Sheila Newman
I wanted to point out an error in one of Caldwell’s statements. He said that “Even countries such as the US that have achieved very high levels of economic development press for even greater population increases …(e.g. Canada, Australia, New Zealand, the UK, France, Germany, Italy).
Whilst Caldwell is right about the English speaking settler states (Canada, US, Australia etc), and the UK, which seeded them and gave them the speculative framework of their land planning development and housing system, he is wrong about France and the rest of Western Europe. See my page on the die-off site.
The problem is that most of us only get English language opinion. We are mostly unaware that half of the western world has accepted demographic “decline” and stability and has done so since the 1973 oil crash. This is the subject of a thesis I have just handed in, comparing Australian and French population policies and demographics from 1945 taking into account projections to 2050.
Our media and institutions really keep us English speakers in the dark.
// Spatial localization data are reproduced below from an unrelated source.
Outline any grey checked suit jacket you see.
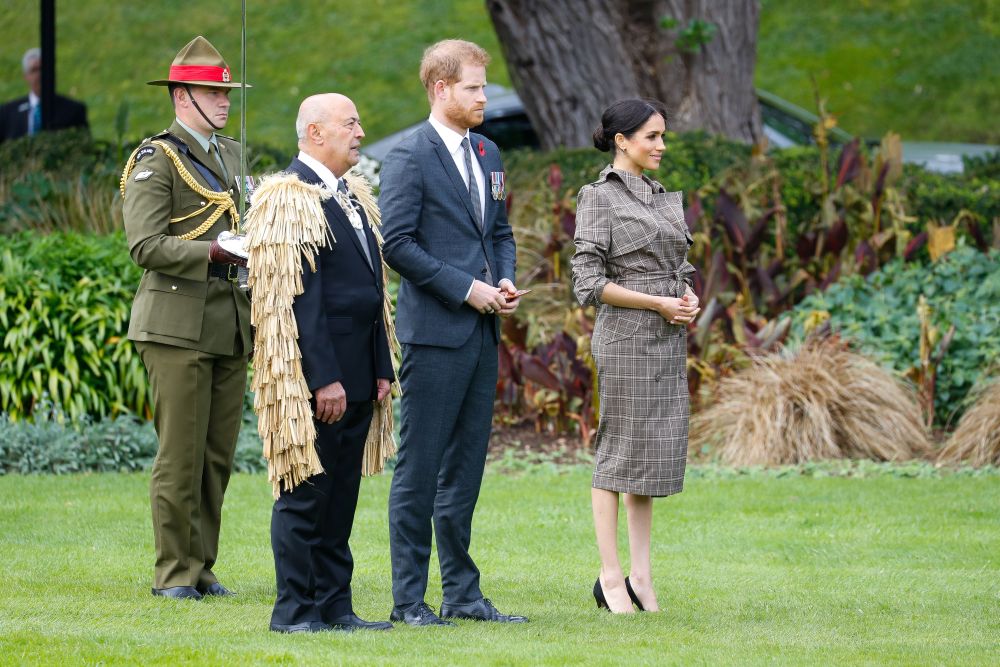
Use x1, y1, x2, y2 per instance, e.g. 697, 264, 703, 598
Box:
380, 122, 516, 349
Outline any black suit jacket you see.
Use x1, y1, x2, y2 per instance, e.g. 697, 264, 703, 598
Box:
287, 157, 393, 403
0, 94, 88, 142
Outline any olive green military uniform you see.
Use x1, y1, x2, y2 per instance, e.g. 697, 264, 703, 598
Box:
123, 119, 251, 591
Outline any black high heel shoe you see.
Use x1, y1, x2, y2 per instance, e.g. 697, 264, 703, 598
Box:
593, 578, 610, 610
624, 577, 646, 612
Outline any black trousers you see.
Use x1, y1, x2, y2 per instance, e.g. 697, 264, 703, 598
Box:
388, 316, 498, 606
270, 400, 374, 626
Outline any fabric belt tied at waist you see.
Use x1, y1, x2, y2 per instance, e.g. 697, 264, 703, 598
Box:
619, 270, 686, 282
616, 270, 688, 297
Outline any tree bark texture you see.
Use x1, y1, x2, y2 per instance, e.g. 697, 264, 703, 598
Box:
486, 0, 761, 148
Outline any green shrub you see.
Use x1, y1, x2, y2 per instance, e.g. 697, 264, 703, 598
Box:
0, 231, 147, 420
962, 150, 1000, 181
503, 130, 750, 197
789, 245, 1000, 426
0, 405, 156, 474
900, 166, 1000, 229
0, 130, 123, 234
0, 403, 266, 475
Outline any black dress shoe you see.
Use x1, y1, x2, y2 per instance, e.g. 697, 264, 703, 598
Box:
593, 578, 609, 610
198, 582, 235, 597
269, 622, 332, 634
328, 614, 393, 632
439, 597, 528, 623
389, 602, 454, 626
624, 577, 646, 612
151, 586, 202, 600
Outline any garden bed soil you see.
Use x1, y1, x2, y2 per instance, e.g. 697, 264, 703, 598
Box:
487, 424, 589, 465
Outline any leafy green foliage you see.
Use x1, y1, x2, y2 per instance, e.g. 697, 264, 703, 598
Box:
962, 150, 1000, 181
789, 245, 1000, 426
0, 407, 156, 474
0, 129, 123, 234
660, 16, 718, 54
0, 402, 266, 474
505, 131, 751, 200
0, 231, 147, 420
900, 165, 1000, 232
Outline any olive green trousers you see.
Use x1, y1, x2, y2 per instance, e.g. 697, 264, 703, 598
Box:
137, 341, 248, 590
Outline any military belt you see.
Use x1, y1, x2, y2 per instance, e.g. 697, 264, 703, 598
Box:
209, 263, 240, 282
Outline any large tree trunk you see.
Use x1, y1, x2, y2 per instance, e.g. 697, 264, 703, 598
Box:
486, 0, 761, 148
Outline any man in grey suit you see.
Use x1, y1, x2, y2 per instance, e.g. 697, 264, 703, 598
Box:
380, 39, 527, 626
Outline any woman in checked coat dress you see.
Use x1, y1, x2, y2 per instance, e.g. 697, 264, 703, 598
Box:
571, 99, 700, 614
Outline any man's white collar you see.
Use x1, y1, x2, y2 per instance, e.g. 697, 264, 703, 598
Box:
428, 113, 470, 154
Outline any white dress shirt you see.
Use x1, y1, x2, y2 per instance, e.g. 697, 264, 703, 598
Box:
296, 150, 341, 192
27, 92, 40, 134
296, 151, 373, 266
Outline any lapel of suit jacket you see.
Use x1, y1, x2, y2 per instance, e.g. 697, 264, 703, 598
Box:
171, 120, 227, 187
290, 158, 377, 278
422, 123, 481, 234
16, 97, 30, 135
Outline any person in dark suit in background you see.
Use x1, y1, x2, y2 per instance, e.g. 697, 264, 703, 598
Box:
0, 47, 88, 142
380, 39, 527, 627
268, 93, 395, 634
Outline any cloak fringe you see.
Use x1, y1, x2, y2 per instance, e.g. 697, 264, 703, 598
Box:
244, 169, 399, 499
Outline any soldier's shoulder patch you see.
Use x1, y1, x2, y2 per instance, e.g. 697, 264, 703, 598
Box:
133, 169, 155, 182
134, 146, 156, 162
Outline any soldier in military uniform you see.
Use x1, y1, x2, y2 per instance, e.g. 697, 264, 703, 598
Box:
121, 36, 251, 600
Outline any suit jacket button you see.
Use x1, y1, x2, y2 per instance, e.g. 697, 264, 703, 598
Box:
654, 373, 662, 382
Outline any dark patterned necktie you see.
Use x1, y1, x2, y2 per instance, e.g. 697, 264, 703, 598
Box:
461, 137, 483, 229
461, 137, 492, 285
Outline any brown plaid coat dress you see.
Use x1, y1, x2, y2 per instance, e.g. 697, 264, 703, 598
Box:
572, 166, 695, 497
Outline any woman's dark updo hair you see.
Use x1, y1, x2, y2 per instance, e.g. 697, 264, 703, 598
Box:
592, 98, 668, 153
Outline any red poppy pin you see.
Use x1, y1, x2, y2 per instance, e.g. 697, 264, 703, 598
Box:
477, 140, 486, 157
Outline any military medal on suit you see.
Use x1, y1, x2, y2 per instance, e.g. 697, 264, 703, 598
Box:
121, 36, 251, 600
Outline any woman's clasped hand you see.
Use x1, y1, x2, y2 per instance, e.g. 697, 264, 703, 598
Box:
655, 292, 700, 325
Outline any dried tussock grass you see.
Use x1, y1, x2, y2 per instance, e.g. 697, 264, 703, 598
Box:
691, 340, 931, 465
937, 378, 1000, 466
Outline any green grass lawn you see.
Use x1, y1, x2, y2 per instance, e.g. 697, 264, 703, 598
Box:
0, 0, 996, 146
1, 467, 998, 665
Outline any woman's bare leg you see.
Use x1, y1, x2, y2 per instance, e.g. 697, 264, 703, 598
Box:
592, 487, 635, 613
623, 493, 659, 611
Hype about Western Europe seeking vast numbers of immigrants to replace declining populations arise mostly in the USA and are generally found to be laughable in Europe.
Caldwell is right about nearly everything else and certainly about growth economics, but although growth economics depends on population growth in the English speaking settler states, it no longer does in West Europe, although a lot of their industry is exported.
Part of a solution to this problem is getting this message out to inhabitants of the cancerous economies of the English speaking settler states.